The neuronal L-type calcium channels (LTCCs) Cav1.2alpha1 and Cav1.3alpha1 are functionally distinct. Cav1.3alpha1 activates at lower voltages and inactivates more slowly than Cav1.2alpha1, making it suitable to support sustained L-type Ca2+ inward currents (ICa,L) and serve in pacemaker functions. We compared the biophysical and pharmacological properties of human retinal Cav1.4alpha1 using the whole-cell patch-clamp technique after heterologous expression in tsA-201 cells with other L-type alpha1 subunits. Cav1.4alpha1-mediated inward Ba2+ currents (IBa) required the coexpression of alpha2delta1 and beta3 or beta2a subunits and were detected in a lower proportion of transfected cells than Cav1.3alpha1. IBa activated at more negative voltages (5% activation threshold; -39mV; 15 mm Ba2+) than Cav1.2alpha1 and slightly more positive than Cav1.3alpha1. Voltage-dependent inactivation of IBa was slower than for Cav1.2alpha1 and Cav1.3alpha1( approximately 50% inactivation after 5 sec; alpha2delta1 + beta3 coexpression). Inactivation was not increased with Ca2+ as the charge carrier, indicating the absence of Ca2+-dependent inactivation. Cav1.4alpha1 exhibited voltage-dependent, G-protein-independent facilitation by strong depolarizing pulses. The dihydropyridine (DHP)-antagonist isradipine blocked Cav1.4alpha1 with approximately 15-fold lower sensitivity than Cav1.2alpha1 and in a voltage-dependent manner. Strong stimulation by the DHP BayK 8644 was found despite the substitution of an otherwise L-type channel-specific tyrosine residue in position 1414 (repeat IVS6) by a phenylalanine. Cav1.4alpha1 + alpha2delta1 + beta channel complexes can form LTCCs with intermediate DHP antagonist sensitivity lacking Ca2+-dependent inactivation. Their biophysical properties should enable them to contribute to sustained ICa,L at negative potentials, such as required for tonic neurotransmitter release in sensory cells and plateau potentials in spiking neurons.

Figure 1.

Heterologous expression of different LTCC subunits in tsA-201 cells. Cells were transfected with Ca_v1.2α1, Ca_v1.3α1, or Ca_v1.4α1 together with β3 and α2δ1 subunit cDNA as described in Materials and Methods. Expression of α1 subunit proteins was analyzed in immunoblots of membranes prepared from lyzed cells after separation on 8% SDS-PAGE gels (10 μg of membrane protein per lane) using a generic anti-α1 sequence directed antibody (anti-CP_1382–1400).

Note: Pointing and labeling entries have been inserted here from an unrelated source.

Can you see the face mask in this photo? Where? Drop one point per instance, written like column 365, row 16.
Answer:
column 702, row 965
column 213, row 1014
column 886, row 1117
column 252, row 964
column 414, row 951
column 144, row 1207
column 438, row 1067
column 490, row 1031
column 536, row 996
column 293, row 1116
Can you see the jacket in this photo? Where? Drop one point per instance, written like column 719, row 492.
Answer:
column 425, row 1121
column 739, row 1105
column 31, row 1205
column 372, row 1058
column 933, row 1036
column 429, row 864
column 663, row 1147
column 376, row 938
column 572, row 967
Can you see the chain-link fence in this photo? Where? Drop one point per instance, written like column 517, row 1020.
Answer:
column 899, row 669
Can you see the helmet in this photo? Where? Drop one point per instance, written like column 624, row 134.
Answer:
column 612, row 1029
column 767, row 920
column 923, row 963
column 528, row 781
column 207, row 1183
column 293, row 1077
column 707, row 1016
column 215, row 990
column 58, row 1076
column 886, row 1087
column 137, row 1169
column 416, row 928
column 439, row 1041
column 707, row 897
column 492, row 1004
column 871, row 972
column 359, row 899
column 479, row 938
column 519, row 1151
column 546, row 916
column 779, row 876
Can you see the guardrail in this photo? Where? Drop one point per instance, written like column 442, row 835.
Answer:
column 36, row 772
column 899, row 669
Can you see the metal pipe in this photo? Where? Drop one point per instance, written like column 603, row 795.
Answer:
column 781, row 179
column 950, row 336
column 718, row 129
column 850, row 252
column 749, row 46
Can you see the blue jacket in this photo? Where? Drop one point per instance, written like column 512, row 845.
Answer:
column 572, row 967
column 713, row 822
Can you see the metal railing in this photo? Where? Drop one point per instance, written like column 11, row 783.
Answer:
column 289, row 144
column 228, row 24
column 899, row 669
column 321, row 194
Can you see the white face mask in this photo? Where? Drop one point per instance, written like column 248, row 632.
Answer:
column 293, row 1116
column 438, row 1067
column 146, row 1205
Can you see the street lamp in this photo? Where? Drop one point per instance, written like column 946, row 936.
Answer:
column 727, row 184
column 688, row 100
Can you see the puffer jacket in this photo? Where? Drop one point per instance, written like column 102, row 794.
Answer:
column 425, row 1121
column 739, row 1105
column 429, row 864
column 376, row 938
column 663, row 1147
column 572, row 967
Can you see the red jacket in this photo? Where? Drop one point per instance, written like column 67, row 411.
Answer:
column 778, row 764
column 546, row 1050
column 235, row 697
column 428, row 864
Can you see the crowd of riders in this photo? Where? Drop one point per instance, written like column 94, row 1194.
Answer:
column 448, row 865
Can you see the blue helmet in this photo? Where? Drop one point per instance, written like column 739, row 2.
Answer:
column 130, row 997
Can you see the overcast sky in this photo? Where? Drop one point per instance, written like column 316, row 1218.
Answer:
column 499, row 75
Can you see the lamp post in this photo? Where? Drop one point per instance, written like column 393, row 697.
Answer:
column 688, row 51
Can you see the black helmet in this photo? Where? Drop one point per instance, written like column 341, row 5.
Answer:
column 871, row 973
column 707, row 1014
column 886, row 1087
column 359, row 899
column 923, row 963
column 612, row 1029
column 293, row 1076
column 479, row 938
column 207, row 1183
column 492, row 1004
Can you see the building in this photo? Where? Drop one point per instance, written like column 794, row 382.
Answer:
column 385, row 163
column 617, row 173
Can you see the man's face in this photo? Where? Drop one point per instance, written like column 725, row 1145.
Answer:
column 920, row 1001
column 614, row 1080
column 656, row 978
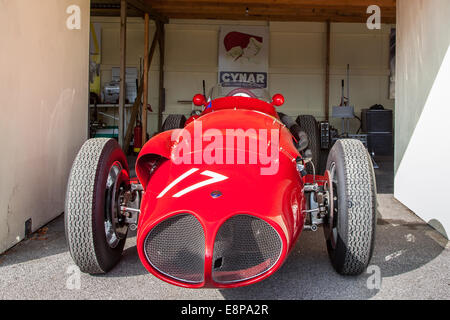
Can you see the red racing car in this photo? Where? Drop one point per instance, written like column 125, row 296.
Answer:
column 221, row 199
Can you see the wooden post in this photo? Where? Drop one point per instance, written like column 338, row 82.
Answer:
column 162, row 91
column 327, row 73
column 145, row 83
column 123, row 51
column 135, row 109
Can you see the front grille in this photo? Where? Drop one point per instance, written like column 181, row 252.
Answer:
column 245, row 247
column 176, row 248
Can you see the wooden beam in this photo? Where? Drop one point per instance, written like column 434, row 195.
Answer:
column 145, row 82
column 162, row 90
column 123, row 66
column 279, row 10
column 342, row 3
column 144, row 6
column 327, row 72
column 137, row 103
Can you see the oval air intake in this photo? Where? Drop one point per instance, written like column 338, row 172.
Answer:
column 176, row 248
column 245, row 247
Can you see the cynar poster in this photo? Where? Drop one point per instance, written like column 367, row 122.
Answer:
column 244, row 55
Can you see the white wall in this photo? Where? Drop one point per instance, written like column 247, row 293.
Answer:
column 297, row 62
column 43, row 99
column 422, row 111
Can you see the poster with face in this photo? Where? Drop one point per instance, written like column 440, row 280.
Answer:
column 244, row 55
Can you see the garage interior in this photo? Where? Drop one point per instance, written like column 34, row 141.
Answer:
column 168, row 49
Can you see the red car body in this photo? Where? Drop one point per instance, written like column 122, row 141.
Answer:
column 277, row 200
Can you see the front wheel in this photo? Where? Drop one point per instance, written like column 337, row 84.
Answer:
column 95, row 230
column 350, row 227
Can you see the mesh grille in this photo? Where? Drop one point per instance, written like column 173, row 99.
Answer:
column 245, row 247
column 176, row 248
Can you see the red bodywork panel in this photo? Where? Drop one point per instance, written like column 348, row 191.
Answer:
column 277, row 199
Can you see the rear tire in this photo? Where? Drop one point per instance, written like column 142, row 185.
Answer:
column 350, row 230
column 90, row 200
column 309, row 125
column 174, row 121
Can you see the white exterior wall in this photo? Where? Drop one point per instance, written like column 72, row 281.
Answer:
column 43, row 99
column 422, row 111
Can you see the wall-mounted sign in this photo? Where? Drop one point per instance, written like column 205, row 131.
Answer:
column 244, row 55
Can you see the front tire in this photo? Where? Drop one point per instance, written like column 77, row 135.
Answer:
column 350, row 229
column 95, row 231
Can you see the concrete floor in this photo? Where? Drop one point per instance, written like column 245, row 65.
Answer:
column 414, row 261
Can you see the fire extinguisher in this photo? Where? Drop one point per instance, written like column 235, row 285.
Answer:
column 138, row 137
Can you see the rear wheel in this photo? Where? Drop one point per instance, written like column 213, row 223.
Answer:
column 95, row 230
column 309, row 125
column 174, row 121
column 350, row 227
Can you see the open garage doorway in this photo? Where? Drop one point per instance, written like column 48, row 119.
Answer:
column 331, row 60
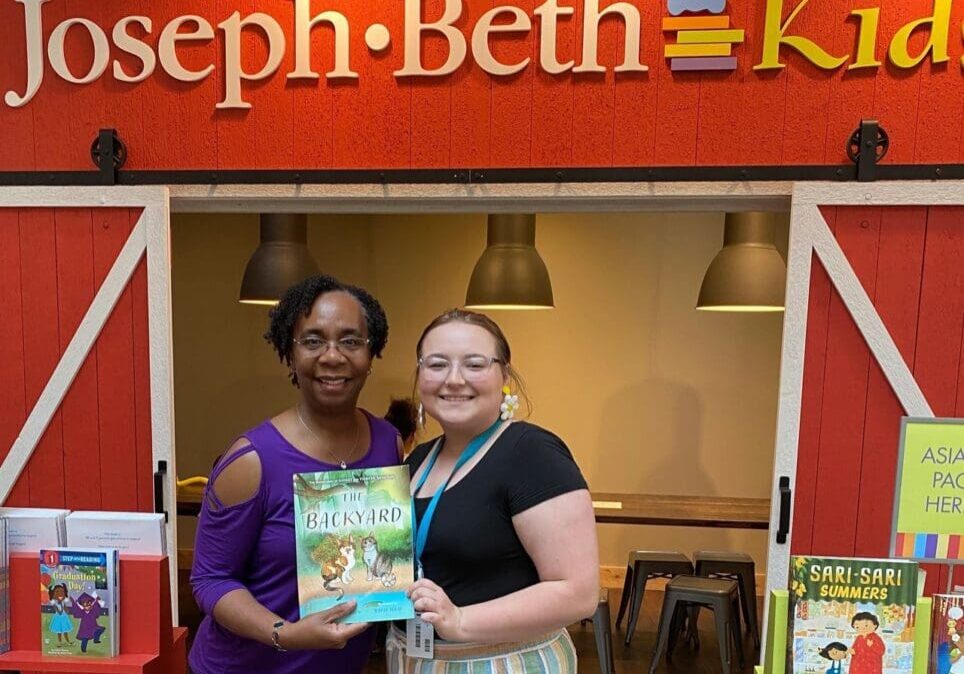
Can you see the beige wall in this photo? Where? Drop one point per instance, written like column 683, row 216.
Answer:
column 651, row 395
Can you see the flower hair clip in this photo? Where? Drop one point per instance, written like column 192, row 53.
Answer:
column 510, row 404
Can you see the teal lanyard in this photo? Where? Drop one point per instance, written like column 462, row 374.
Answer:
column 471, row 450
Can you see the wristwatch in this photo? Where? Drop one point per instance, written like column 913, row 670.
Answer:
column 275, row 638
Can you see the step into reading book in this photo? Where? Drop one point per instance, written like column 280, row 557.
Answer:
column 852, row 616
column 79, row 602
column 353, row 532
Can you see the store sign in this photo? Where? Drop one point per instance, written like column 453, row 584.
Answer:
column 704, row 40
column 929, row 500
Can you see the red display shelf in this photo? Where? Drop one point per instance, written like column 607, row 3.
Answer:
column 33, row 661
column 148, row 642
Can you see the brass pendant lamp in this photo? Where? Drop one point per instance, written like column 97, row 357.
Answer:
column 748, row 274
column 281, row 260
column 510, row 274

No α1 immunoreactivity was present in mock-transfected cells used as a control. One of four experiments yielding similar results is shown.

Figure 2.

Biophysical properties of I_Ba and I_Ca through Ca_v1.4α1 subunits. Ca_v1.4α1 subunits were expressed together with β3 + α2δ1 (A—C) or β2a + α2δ1 (A), as described in Materials and Methods, using 15 mm Ba²⁺ (A—C) or 15 m_M Ca²⁺ (D) as charge carrier. A, Expression density was determined by depolarizing pulses to V_max.I_Ba was measured 48 – 82 hr after transfection for the indicated number of cells. Small currents measured in untransfected cells were attributable to endogenous non-L-type currents that were <1.72 pA/pF. Asterisks indicate statistically significant difference to untransfected cells (p < 0.01; Kruskal—Wallis test, followed by Dunn's multiple comparison test). B, Superimposed currents were activated by depolarizing Ca_v1.4α1-transfected cells during 50 msec pulses from an HP of -90 mV to between -60 and 40 mV in 10 mV steps. C, Normalized I—V curves for Ca_v1.4α1 coexpressed with β3 and α2δ1 subunits using 15 mm Ba²⁺ (black squares) or Ca²⁺ (black circles) as charge carriers. Biophysical parameters are given in Table 1. D, Protocol as in B but with 15 mm Ca²⁺ in the bath solution.

Figure 3.

Inactivation properties of Ca_v1.4α1 Ca²⁺ channels. A, I_Ba (black traces) through Ca_v1.3α1 and Ca_v1.4α1 subunits coexpressed with β3 and α2δ1 subunits were elicited by 10 sec depolarizing pulses from an HP of -90 mV to V_max. Representative current traces for Ca_v1.3α1 (n = 4) and Ca_v1.4α1 (n = 17) channels are shown. Traces were normalized to the peak current amplitudes. For the experiments shown, inactivation measured during 5 and 10 sec depolarizing pulses was as follows: Ca_v1.4α1, 41 and 56%; Ca_v1.3α1, 89 and 97%. A representative trace for current through Ca_v1.4α1 recorded with 15 mm Ca²⁺ as charge carrier is illustrated in gray superimposed on the I_Ba trace indicated in black. B, Percent current inactivation measured after 0.25, 5, and 10 sec depolarizations to V_max in Ca_v1.4α1-transfected cells using either 15 mm Ba²⁺ or 15 m_M Ca²⁺ as the charge carrier. Inactivation of currents during pulses was not significantly different for Ba²⁺ (black bars) and Ca²⁺ (gray bars) (n = 7; p > 0.05). C, D, Inactivation for Ca_v1.2α1 (C) and Ca_v1.3α1 (D) during 2 sec depolarizing pulses toV_max with 15 mm Ba²⁺ (black trace) or 15 m_M Ca²⁺ (gray trace) as charge carriers. For Ca_v1.3α1, a variable noninactivating I_Ca component was found (9 – 40%; n = 4), whereas remaining Ca_v1.2α1 currents were always <3.5% (n = 7). E, Inactivation of I_Ba through Ca_v1.4α1 cotransfected with β3 (black) or β2a (gray) and α2δ1. Currents were normalized to peak I_Ba. Currents were elicited by depolarization from an HP of -90 mV to V_max. F, Percentage of inactivation of I_Ba through Ca_v1.4α1 cotransfected with β3 (black; n = 17) or β2a (gray;n = 7), and α2δ1 was determined after 5 and 10 sec during a depolarization from an HP of -90 mV toV_max. Currents were normalized to peakI_Ba. Inactivation with β2a coexpression was 27.2±4.6% (after 5 sec) and 44.6 ± 6.4% (after 10 sec; n=7), respectively. Asterisks indicate a statistically significant difference to β2a coexpression (p < 0.01).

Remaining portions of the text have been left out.